Objective things are easily observed and defined. "I know it when I see it" is most often used as a catchall for things the speaker doesn't like. "I don't like it, therefore it's X" where X is this "obvious" thing that "everyone" agrees on when in reality, it's not X, it's not obvious, and not everyone agrees. Like morality.
You keep asserting that morality is objective but fail to offer anything to support that. Let me introduce you to another philosophical idea,
Hitchen's razor. The short version is: what can be asserted without evidence can be dismissed without evidence.
I don't know, discussion I was having with
@Levistus's_Leviathan earlier seemed to be heading towards an objective sort of view, albeit hard to prove - science can be used to objectively measure what is good or bad for people's health and wellbeing - whether through foods, medicines, non-medical drugs, drinks, through to physical activities done or inflicted on, through obviously to extremes of mental and physical injury / death.
From there, I think we can then go to intent - someone injures someone else on purpose for enjoyment or because they felt like it - so intending to do objectively bad for someone's health to that someone just for their own selfish desires, could be defined as objectively Evil for humanity.
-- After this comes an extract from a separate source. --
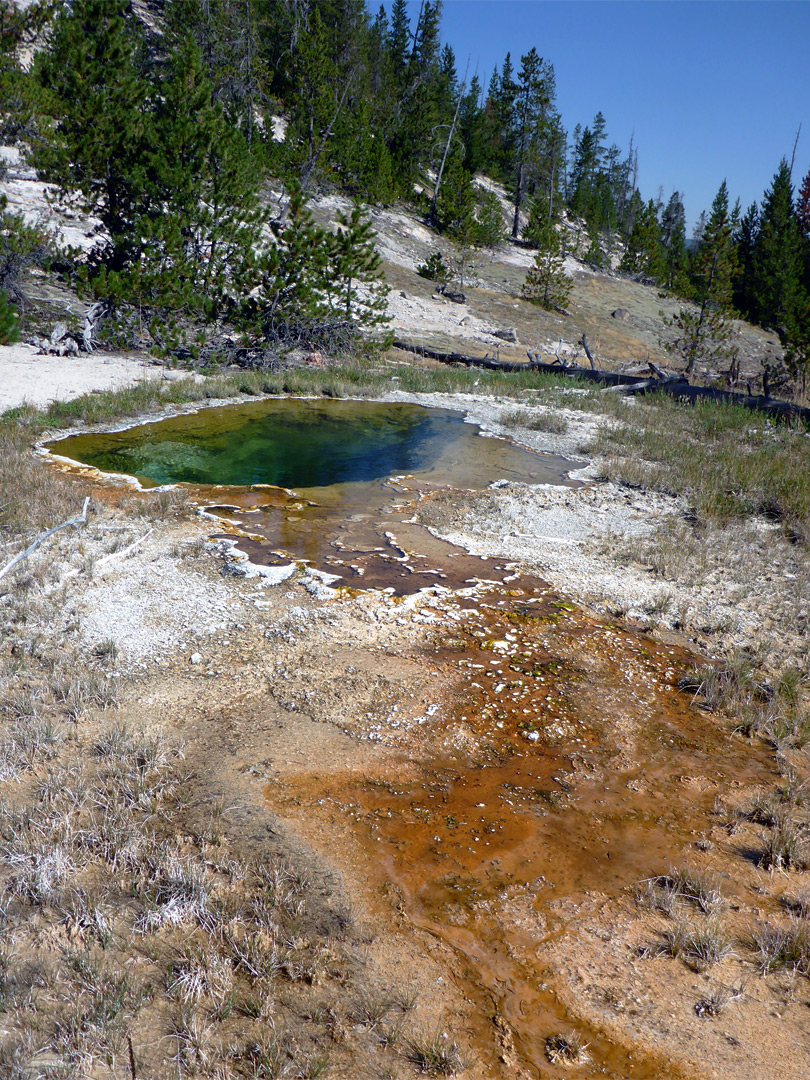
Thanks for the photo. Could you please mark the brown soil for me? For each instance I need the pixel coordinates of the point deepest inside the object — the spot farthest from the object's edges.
(486, 778)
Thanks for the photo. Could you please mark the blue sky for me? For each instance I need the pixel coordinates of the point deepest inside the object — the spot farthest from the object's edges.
(709, 90)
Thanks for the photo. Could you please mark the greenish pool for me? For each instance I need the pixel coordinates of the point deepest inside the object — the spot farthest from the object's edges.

Whereas if injuring accidentally, or injuring to prevent said person from harming other people, or perhaps injuring because that is what the justice system has prescribed due to actions that someone has done already breaching laws etc.
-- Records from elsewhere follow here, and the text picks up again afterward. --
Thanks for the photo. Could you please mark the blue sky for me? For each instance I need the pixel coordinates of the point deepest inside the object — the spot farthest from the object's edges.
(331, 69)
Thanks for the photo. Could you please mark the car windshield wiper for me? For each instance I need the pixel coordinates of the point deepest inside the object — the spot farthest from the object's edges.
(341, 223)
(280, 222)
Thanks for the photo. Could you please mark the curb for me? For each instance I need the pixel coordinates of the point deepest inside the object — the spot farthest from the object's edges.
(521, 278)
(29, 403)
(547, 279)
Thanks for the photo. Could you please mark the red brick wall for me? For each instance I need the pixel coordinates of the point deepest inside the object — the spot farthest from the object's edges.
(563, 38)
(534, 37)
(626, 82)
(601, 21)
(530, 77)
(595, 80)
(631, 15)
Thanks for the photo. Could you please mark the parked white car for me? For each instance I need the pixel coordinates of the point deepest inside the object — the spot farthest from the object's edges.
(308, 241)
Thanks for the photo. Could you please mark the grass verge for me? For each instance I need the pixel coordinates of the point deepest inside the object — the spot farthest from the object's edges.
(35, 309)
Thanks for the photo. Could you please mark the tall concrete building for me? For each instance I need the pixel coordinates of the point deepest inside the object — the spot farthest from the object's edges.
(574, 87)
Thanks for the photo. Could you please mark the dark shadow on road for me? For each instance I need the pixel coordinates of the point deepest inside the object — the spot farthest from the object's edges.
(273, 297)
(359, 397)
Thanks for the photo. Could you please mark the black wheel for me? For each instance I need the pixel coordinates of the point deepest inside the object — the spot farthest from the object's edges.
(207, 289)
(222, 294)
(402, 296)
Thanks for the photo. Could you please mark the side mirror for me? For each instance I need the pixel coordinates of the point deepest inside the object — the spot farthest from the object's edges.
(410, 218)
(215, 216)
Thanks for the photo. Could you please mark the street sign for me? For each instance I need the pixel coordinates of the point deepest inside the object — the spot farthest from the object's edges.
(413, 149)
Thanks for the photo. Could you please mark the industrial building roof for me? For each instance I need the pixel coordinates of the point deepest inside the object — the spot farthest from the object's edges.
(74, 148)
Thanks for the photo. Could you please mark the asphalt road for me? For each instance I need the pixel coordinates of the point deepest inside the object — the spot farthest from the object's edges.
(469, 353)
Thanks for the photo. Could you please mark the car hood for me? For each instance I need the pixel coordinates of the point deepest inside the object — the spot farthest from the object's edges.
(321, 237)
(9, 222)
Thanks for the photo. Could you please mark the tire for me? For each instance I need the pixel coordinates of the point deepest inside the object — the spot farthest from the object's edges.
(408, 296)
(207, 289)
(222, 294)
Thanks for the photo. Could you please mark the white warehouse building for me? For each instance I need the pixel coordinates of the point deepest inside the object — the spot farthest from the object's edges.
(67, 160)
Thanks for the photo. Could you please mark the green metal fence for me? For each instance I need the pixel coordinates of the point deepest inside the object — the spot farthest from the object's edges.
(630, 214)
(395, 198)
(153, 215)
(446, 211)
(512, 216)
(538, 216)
Of course what that means, is because it is often hard to determine what someone's motive may have been (much like in court cases determining what degree of murder a murder charge may be) it can be hard to determine if what they did is objectively Evil or not, but doesn't mean we can't describe what is objectively Evil as such.
The challenge this poses for Dragonlance, is while killing all the people the Cataclysm did is objectively bad for all their health, to say whether it was objectively Evil could depend on the motivation of the Gods in question - was it to prevent even greater suffering, if so then perhaps you would say not objectively Evil, or if it was, whether they were stuck between two objectively Evil choices if we determined that for humans that inaction when you know inaction will cause harm is also objectively Evil. It comes down to how we would determine the motivation feeding into Good / Evil part.
All these considerations, and hard to escape the view that it all still is somewhat subjective, is why I could support the idea that there is objective Good / Evil for humanity - inasmuch that there isn't a cosmically objective Good / Evil - and aliens et al could have a different 'objective Good / objective Evil' as allows for possibility that for humans that eventually we could as a combined 'society' for want of a better word define what is objectively Good and Evil for us, based on what is objectively good and bad for our wellbeing and the motives for actions people take that could support either outcome. Not something I think as a society we have determined as yet, but something we could determine in future. A philosophical point of view, but that is what the thread is about
Note - have attempted to capitalize Good / Evil where talking about the moral sense, whereas not capitalize where talking about good / bad in the more physical / mental sense, to try and separate out where 'good' is essentially using two different definitions.